Does that sound like there's a lot going on? Because it is. Most of these early WEG adventures seem built for an evening or two of play. This adventure feels like it could easily go four or five sessions with just the stuff in the main plot. Mixing in the side quests and the various encounters made for PCs ducking into a room to avoid stormtroopers in the hallway could stretch this adventure into a mini campaign. 

Unfortunately, the main plot hinges on a lot of coincidence and player action assumption. Its assumed the players are going to sneak around the Moff meeting and try to help the off-screen Rebel pirates, but there's not much motivation for them to do so other than they are Rebels. For example, it's assumed the Rebels will sneak on board wearing the communication masks of the Anomids, even though there are several fun and exciting ways to get aboard the ship like masquerading as crewmembers or hiding in luggage or something. Also, what about droid or alien PCs that can't pass for human under an elaborate mask?

The scenario design makes up for this, however, by providing a ton of information and side encounters on the Kuari Princess that make up for it. The book almost feels like it was written as a location sourcebook and then hammered into an adventure to fit an open slot on the production schedule. There are dozens of side encounters that could just as easily be fleshed out into adventures or action set-pieces for use in stories on and off the ship.

Canon Compatibility

Scan courtesy of Wikipedia

The Kuari Princess first appeared in the original Star Wars The Roleplaying Game book as one of a handful of adorable in-universe advertisements in the book. It was a galactic cruise featuring stops on Tatooine, Endor, Bespin and the yet-unnamed-Coruscant (called Imperial City here). It was mostly an excuse to burn through some more concept art in a full-color spread, but a campaign that starts with the PCs as a Rebellion cell operating undercover aboard the Kuari Princess and visiting iconic locations in the first few weeks of game sounds pretty cool to me.

Special Modifications

There's a lot of fat to trim from this adventure. The off-screen Rebel pirates and their base can go, as can the overly intricate escape opening (though I might save that for ideas the next time the PCs need to book it off a planet after a bad session). Two Moffs seems unnecessary, as does the need for the pirates to load the ship up with equipment to ram it into the base. Hunting pirates and messing with Imperials is at the core of this adventure, so I would bring that front and center.

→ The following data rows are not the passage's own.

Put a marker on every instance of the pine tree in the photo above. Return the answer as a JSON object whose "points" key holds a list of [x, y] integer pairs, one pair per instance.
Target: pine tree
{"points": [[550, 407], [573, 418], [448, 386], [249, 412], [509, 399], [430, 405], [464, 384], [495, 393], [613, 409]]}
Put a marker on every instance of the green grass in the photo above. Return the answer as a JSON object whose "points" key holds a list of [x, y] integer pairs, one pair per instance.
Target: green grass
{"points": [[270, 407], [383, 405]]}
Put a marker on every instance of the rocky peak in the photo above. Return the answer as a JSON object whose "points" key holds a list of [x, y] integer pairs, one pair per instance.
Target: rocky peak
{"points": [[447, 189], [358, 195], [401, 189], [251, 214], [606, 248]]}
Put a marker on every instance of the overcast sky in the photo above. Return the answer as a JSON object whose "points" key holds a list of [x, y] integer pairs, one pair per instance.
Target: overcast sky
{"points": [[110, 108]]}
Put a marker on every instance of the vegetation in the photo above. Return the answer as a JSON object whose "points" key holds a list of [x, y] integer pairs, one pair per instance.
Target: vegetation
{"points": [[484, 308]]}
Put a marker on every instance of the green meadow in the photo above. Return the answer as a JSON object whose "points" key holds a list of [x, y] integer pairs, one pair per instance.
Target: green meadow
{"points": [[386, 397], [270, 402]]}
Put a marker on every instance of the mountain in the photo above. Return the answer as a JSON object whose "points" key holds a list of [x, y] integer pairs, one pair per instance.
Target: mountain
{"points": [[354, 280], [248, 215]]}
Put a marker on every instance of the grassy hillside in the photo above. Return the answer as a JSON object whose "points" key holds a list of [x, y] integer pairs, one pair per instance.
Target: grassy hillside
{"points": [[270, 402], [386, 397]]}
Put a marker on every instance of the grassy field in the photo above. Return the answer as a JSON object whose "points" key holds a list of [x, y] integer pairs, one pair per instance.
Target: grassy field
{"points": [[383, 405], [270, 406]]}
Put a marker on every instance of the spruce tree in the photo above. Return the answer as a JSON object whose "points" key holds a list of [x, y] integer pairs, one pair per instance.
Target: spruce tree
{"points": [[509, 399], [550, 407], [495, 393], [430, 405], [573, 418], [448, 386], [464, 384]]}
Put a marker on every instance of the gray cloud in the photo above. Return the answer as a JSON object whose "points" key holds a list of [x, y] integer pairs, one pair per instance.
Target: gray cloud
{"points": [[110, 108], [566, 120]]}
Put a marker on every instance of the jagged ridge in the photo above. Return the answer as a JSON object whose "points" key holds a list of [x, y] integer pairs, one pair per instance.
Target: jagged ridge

Word leaks to the Rebels that the Imperials have secretly boarded the liner and told the captain to make way for the Maelstrom to lure the pirates to attack. The Imperials have a battalion of troopers and materials stashed on board to counter-ambush the pirates without any regard for the innocents put in danger by the act. The Imperials, in fact, want to use any innocents killed as justification for clamping down on the sector. The PCs are put on board to figure out what the Imperials are up to and possibly tip off the pirates, who are more good guy scoundrel types in the case.  Things get real when they either go on mission to figure out the Imperial plan or, if they get two wrapped up in hanging out in the casino or flirting with other passengers, the Maelstrom pirates strike. The session ends with a big shipboard battle between the Rebels, the Imperials and the pirates, who could become potential allies if the Rebels stop shooting at them long enough to talk.

Final Thoughts

Pre-published adventures are most useful when you can run them out of the gate with a few modifications to suit your players and their characters. But even those that don't work well as published are often useful as resources for characters, scenes and encounters that can be pulled out and inserted into a campaign elsewhere. The main adventure is a mess, but there's enough material included with Riders of the Maelstrom that a GM should be able to stitch one, if not multiple adventures, together with a little work.